Volume 23, Number 20 · December 9, 1976

Art for Christmas

By John Richardson
"Two Worlds of Andrew Wyeth: Kuerners and Olsons"
Metropolitan Museum of Art, November 1976-February 1977
Two Worlds of Andrew Wyeth: Kuerners and Olsons

Metropolitan Museum of Art, 192 pp., $5.95 (paper)

Wyeth at Kuerners
by Betsy James Wyeth

Houghton Mifflin, 324, 370 illus. pp., $75.00 thereafter

How appropriate that the Metropolitan Museum should celebrate the end of this bicentennial year with an Andrew Wyeth exhibition! The institution, the art, the occasion were undeniably destined for one another.
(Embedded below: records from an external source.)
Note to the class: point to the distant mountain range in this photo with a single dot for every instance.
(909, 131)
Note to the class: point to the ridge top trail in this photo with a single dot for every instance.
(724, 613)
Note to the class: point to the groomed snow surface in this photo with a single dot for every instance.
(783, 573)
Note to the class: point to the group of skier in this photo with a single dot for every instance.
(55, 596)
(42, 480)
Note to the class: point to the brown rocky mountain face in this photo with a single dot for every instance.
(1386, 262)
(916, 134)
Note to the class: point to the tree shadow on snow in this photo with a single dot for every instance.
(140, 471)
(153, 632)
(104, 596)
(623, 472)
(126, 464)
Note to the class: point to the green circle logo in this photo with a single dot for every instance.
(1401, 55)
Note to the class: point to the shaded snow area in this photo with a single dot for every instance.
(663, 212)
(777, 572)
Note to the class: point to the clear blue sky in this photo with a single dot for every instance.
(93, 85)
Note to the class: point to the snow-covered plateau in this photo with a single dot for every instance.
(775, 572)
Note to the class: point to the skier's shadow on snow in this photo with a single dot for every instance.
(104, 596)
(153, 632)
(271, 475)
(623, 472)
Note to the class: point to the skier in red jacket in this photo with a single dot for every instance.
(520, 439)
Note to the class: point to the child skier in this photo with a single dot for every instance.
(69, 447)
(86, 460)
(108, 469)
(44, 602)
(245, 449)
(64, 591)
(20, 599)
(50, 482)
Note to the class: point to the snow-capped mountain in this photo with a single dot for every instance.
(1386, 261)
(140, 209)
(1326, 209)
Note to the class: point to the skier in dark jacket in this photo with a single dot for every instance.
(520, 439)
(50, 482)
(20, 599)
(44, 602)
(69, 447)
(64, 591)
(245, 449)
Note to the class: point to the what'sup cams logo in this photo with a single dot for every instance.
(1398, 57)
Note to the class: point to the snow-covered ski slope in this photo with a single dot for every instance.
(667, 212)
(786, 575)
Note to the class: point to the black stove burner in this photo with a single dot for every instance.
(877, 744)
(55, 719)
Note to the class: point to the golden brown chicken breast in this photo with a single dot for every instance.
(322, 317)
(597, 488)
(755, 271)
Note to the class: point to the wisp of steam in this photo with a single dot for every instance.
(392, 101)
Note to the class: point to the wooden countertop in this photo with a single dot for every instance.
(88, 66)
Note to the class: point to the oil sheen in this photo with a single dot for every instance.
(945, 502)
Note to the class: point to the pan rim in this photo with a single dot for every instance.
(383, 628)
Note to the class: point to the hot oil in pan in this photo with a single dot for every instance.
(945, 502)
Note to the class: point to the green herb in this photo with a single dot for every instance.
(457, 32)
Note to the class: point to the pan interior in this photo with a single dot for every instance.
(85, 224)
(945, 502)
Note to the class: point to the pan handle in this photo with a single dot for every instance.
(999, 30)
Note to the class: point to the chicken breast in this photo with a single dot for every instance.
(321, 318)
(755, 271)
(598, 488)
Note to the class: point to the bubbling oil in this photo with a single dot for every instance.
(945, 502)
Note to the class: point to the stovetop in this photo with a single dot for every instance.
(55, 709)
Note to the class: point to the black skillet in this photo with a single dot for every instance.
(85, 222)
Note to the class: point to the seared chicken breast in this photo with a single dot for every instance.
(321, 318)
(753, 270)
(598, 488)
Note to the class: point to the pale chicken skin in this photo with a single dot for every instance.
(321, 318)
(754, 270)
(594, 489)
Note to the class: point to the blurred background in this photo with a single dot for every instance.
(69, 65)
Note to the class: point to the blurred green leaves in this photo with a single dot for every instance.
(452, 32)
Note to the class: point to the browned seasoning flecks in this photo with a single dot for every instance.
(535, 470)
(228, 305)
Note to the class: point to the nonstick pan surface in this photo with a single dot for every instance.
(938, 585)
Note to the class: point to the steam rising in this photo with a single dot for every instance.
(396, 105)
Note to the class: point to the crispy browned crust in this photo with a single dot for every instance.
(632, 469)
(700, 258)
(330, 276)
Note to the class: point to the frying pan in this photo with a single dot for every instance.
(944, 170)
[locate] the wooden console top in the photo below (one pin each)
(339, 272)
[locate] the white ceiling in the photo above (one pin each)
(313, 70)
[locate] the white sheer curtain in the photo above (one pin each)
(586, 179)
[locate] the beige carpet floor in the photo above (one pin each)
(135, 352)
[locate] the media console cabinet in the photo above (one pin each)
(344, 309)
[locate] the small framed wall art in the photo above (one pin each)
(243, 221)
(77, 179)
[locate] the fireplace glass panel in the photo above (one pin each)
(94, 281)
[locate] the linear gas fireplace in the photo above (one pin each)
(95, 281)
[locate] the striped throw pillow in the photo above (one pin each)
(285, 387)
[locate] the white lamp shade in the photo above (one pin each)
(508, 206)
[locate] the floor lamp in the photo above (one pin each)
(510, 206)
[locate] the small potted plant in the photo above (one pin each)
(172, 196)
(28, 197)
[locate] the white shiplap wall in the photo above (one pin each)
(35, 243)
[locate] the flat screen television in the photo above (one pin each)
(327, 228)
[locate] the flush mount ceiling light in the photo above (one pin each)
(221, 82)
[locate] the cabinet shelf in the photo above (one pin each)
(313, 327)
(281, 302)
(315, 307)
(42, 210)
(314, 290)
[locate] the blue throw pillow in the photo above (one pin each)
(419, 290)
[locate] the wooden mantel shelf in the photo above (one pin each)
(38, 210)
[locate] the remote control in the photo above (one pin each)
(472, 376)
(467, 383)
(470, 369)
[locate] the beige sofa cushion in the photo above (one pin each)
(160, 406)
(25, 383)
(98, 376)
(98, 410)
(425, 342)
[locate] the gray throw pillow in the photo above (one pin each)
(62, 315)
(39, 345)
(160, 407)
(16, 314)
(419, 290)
The very titles—Groundhog Day, Hickory Smoked, Moose Horns, Logging Scoot—personify the American way of life. Likewise, the works themselves gladden the hearts of patriots, not to speak of powerful trustees and donors. Wyeth's tasteful blend of puritanism and nostalgia, verisimilitude and storytelling, epitomizes what a lot of WASPS and would-be WASPS expect in art. Even the artist's ominous view of the world, as exemplified by two small areas of the US—one of them, suitably enough, in the heart of the Dupont country—finds favor. Does it not correspond to these ominous times, just as Wyeth's self-congratulatory, m'as-tu vu technique corresponds to the self-congratulatory spirit of 1976?